Today the Iowa Department of Education (DE) released a report on achievement levels in Iowa compared to other states. The report also focuses heavily on closing the significant achievement gaps that exist in our state. Here are some very quick reactions that I have to the report…
- The emphasis on better meeting the learning needs of traditionally-underserved student populations is absolutely necessary. Educationally and otherwise, we often have neglected students of color, students in poverty, students who are English language learners, and students with disabilities.
- It’s hard to argue with proposed educational solutions that are focused on instruction, proven effective, and scalable, but I think that there is an accompanying, unstated concern: How should we think about educational initiatives that need to occur but don’t have ‘significant bodies of evidence’ behind them yet?

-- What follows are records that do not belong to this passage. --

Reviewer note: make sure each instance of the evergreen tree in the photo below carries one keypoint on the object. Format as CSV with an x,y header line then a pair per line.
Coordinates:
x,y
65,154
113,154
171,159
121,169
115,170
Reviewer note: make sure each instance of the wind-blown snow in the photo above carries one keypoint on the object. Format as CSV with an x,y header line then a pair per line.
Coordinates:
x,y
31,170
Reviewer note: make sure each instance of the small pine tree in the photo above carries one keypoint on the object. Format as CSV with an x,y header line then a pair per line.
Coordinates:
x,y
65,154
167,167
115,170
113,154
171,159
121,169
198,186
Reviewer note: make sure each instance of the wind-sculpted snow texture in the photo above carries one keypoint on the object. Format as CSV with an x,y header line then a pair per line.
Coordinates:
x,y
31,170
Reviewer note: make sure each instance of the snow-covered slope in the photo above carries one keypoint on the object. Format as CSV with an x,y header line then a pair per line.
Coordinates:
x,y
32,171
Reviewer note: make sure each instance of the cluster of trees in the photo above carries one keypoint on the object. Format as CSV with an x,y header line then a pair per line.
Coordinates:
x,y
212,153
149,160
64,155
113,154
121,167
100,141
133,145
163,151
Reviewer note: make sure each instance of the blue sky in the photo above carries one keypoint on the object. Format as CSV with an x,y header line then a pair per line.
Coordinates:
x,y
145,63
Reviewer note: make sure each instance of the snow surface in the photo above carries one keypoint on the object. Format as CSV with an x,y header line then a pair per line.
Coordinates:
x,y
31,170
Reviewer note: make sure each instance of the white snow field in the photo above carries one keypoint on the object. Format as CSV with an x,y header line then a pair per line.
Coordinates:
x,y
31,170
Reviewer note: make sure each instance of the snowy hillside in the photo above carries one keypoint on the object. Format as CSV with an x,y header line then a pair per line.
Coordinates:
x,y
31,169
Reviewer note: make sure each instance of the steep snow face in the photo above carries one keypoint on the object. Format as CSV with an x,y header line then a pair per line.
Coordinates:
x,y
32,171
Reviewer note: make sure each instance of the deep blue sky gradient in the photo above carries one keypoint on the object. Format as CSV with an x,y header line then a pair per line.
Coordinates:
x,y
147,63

For example, we live in a digital world and we know that students need to be fluent with the technologically-transformed information spaces of our time. And yet the peer-reviewed research to support this move isn’t there yet. It’s just sort of common sense: all we have to do is look around and realize that this is a need. Given the lack of ‘research,’ however, does that mean we don’t do it?
- I wish that the report’s initial framing of the issues focused on the substantial changes that are occurring in the ways that we learn, citizenship needs in an increasingly-complex democracy, and other concerns related to life success beyond just economy/workforce issues. The latter are definitely important, but preparing future employees is not schools’ primary societal function.
- If we’re going to work on raising scores and closing achievement gaps, let’s do our best to focus on assessments that matter. Right now we seem to be concerned mostly about average scores on assessments of primarily lower-level thinking. It’s also worth noting that our own National Research Council has found that decades of test-based incentives have done nothing to improve student learning outcomes. In fact, high school exit exams as configured in many states actually decrease graduation rates without concurrent increases in achievement.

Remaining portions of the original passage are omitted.